Another boring view in my last ditch adventure outpost: Sevilla

Another boring view in my last ditch adventure outpost: Sevilla

I want all the adventures. Isn’t this the same thing as wanting all the toys? I want all the adventures. It felt like the wrinkle-browed toddler from my childhood fable had suddenly crawled into my skin and taken over my wonderful life. Only the difference was this: I don’t want all the adventures just for myself. I want all the adventures, with, and for, all of you. I don’t want anyone else not to have an adventure. If there is one thing I’ve learned this past year, it’s the reality how many fantastic adventures are out there. Sometimes, the adventure is just figuring out how to cross the street when the traffic keeps coming from the ‘wrong’ direction. You’d be shocked at the thrill of making it safely from one curb to another without getting hit by that surprise coming from the right. Other times, the adventure is jumping out of a plane.  Most of the time, it’s someplace in between.

Sometimes, the adventure is jumping out of a plane.

Sometimes, the adventure is jumping out of a plane.

The intoxication of adventure is the thrill. You aren’t required to defy death to get it; you just have to feel something (a)new. My first morning back in the Pacific Northwest after I returned to the States, I snuggled into my purple beaded Moroccan jelaba and headed into my sister’s kitchen, where I got on the floor and played matchbox-car-closet-soccer with my nephew. Last summer he refused to hug me for two straight months. This day, my heart lept when he not only hugged me hello, he determined I was a worthy-enough playmate to receive two cars. I want all the adventures.

In my purple beaded jelaba.

In my purple beaded jelaba.

I won’t have all the adventures. And that’s ok. I won’t have kids, and I feel good about having made that choice. I won’t be a war correspondent; my feelings are still mixed about that one. When you depart for Asia next week I will ache with memory, and jealousy. And if my friends in Brazil really do go hang-gliding, I may turn green with envy. But despite my round-the-world trip having ended, I believe my adventures have just begun, simply because I’ve started wanting them. All of them.

Dallas, Goodbye, Life Skills, Moving, On the Road, Preparing, Tourist, Traveling

Dallas in My Rearview Mirror

Tomorrow, I will pack my car and watch Dallas fade in my rearview mirror for the last time as a resident. As excited as I am about the beginnings this end represents, I find myself more mixed than I expected about the ‘no-mores’ and ‘haven’t-yets’ that come with it.

Foggy Day in Dallas

Foggy Day in Dallas

This isn’t an ‘I left my heart in San Francisco,’ kind of moment; Dallas and I have never had that kind of relationship. I came for a job and brought an attitude with me, assuming I’d be here two years, and leave. I never actually checked in, so I’m not sure you could call my approach checked-out. But it definitely was disengaged.
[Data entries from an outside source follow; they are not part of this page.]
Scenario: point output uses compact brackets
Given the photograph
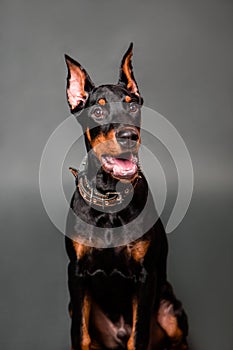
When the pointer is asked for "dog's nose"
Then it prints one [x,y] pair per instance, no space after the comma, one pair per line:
[127,137]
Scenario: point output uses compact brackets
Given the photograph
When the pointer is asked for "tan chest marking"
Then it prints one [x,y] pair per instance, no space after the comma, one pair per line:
[138,250]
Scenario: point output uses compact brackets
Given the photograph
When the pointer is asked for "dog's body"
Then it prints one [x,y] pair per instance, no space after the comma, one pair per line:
[120,297]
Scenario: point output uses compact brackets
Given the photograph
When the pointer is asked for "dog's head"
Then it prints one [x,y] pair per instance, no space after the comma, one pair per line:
[110,116]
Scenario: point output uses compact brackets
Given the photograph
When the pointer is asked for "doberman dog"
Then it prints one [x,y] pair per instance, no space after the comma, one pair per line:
[119,294]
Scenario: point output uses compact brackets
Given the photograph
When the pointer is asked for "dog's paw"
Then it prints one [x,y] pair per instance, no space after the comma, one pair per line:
[172,319]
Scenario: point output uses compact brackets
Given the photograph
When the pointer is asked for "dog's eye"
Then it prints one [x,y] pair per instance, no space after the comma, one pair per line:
[133,108]
[98,112]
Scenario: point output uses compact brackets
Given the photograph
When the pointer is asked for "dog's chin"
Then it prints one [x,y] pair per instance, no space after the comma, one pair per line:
[123,167]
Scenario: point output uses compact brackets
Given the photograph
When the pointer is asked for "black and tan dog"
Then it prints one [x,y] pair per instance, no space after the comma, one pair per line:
[120,297]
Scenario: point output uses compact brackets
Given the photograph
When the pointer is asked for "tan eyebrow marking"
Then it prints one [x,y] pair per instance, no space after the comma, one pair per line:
[127,98]
[101,101]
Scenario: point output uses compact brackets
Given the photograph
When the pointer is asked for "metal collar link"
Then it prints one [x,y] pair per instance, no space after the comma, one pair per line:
[110,199]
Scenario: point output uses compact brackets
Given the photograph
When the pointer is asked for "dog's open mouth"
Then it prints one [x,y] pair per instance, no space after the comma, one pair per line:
[125,165]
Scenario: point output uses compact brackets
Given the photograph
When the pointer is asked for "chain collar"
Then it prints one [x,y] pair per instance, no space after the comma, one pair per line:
[110,199]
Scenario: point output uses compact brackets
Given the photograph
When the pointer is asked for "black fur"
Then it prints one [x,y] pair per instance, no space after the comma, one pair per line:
[112,277]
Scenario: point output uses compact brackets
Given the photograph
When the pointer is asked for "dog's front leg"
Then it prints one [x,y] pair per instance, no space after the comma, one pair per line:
[80,311]
[142,305]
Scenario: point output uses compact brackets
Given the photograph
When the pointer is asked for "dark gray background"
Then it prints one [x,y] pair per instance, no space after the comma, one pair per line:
[183,59]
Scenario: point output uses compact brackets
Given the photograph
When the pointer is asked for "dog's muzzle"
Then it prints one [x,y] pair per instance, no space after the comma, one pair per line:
[127,137]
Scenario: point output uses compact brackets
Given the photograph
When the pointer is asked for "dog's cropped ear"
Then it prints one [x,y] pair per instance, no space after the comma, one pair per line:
[126,72]
[79,84]
[73,171]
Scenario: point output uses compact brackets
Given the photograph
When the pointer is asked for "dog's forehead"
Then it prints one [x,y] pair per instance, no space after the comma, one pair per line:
[110,93]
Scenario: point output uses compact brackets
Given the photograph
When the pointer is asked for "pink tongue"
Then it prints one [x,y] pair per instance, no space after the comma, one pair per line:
[124,164]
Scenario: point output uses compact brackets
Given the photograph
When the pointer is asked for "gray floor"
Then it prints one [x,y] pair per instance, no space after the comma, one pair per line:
[33,273]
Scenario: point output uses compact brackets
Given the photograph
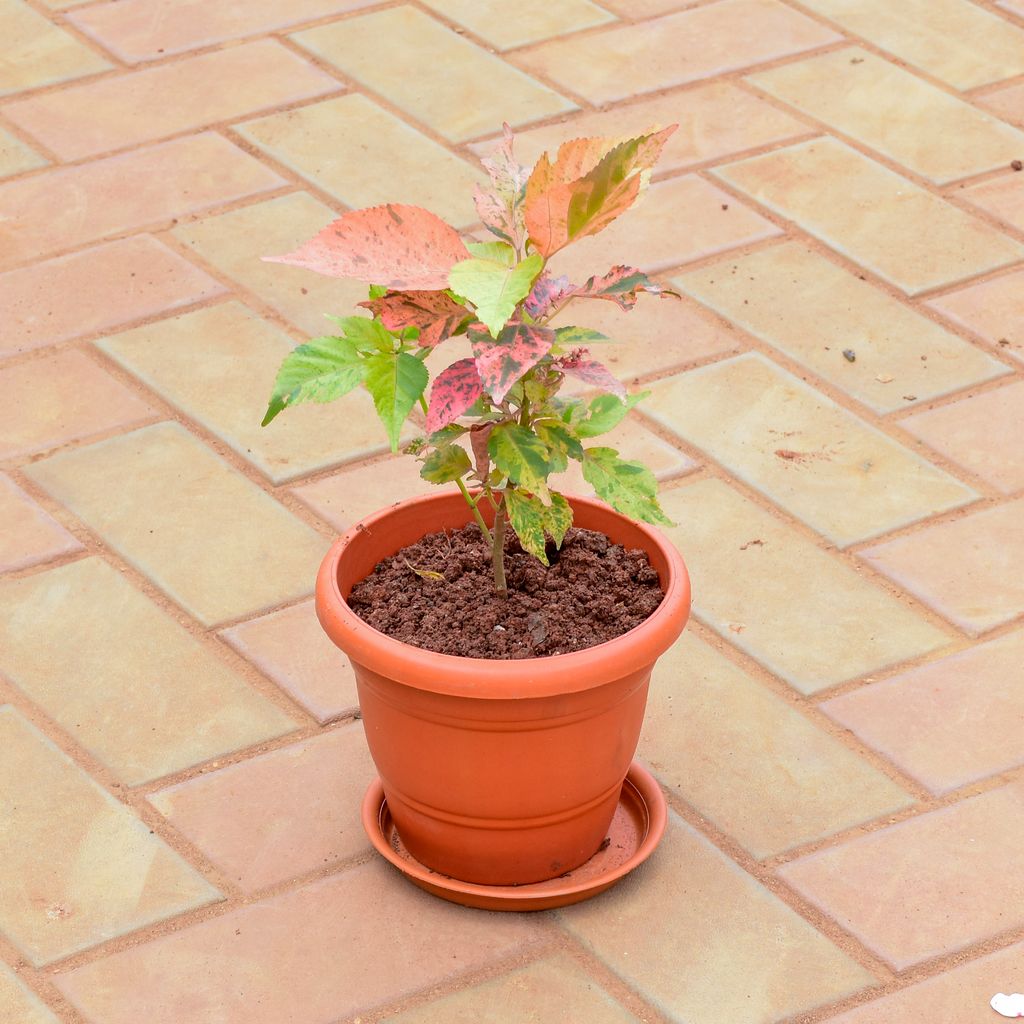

My sweet hundred-year-old home in a rare snowfall

And then a few things happened that kept me here. I liked my job. I could afford to buy a house on my own.I fell in love with the house – and then with the convenience of living in Dallas. I ignored that part of me that wasn’t actually doing any actual ‘living’ – an ignorance that is easy to come by when you do yard work, house work, and burglary prevention, get a dog to play with, and watch too much t.v.

After years of returning to San Francisco and Seattle on vacation and wondering how to respond to questions like, “when are you going to get out of there,” I started getting defensive. “It’s not so bad. It has it’s good points,” I’d respond. And then I’d try to list them, and realize my list was short. ‘No state income tax’ is a weak argument in Seattle, which also has no state income tax, in addition to Mount Baker, Mount Rainier, the San Juan Islands, the Olympic Peninsula, and public transportation that actually gets you somewhere. So I realized I needed to augment my list. I started getting engaged.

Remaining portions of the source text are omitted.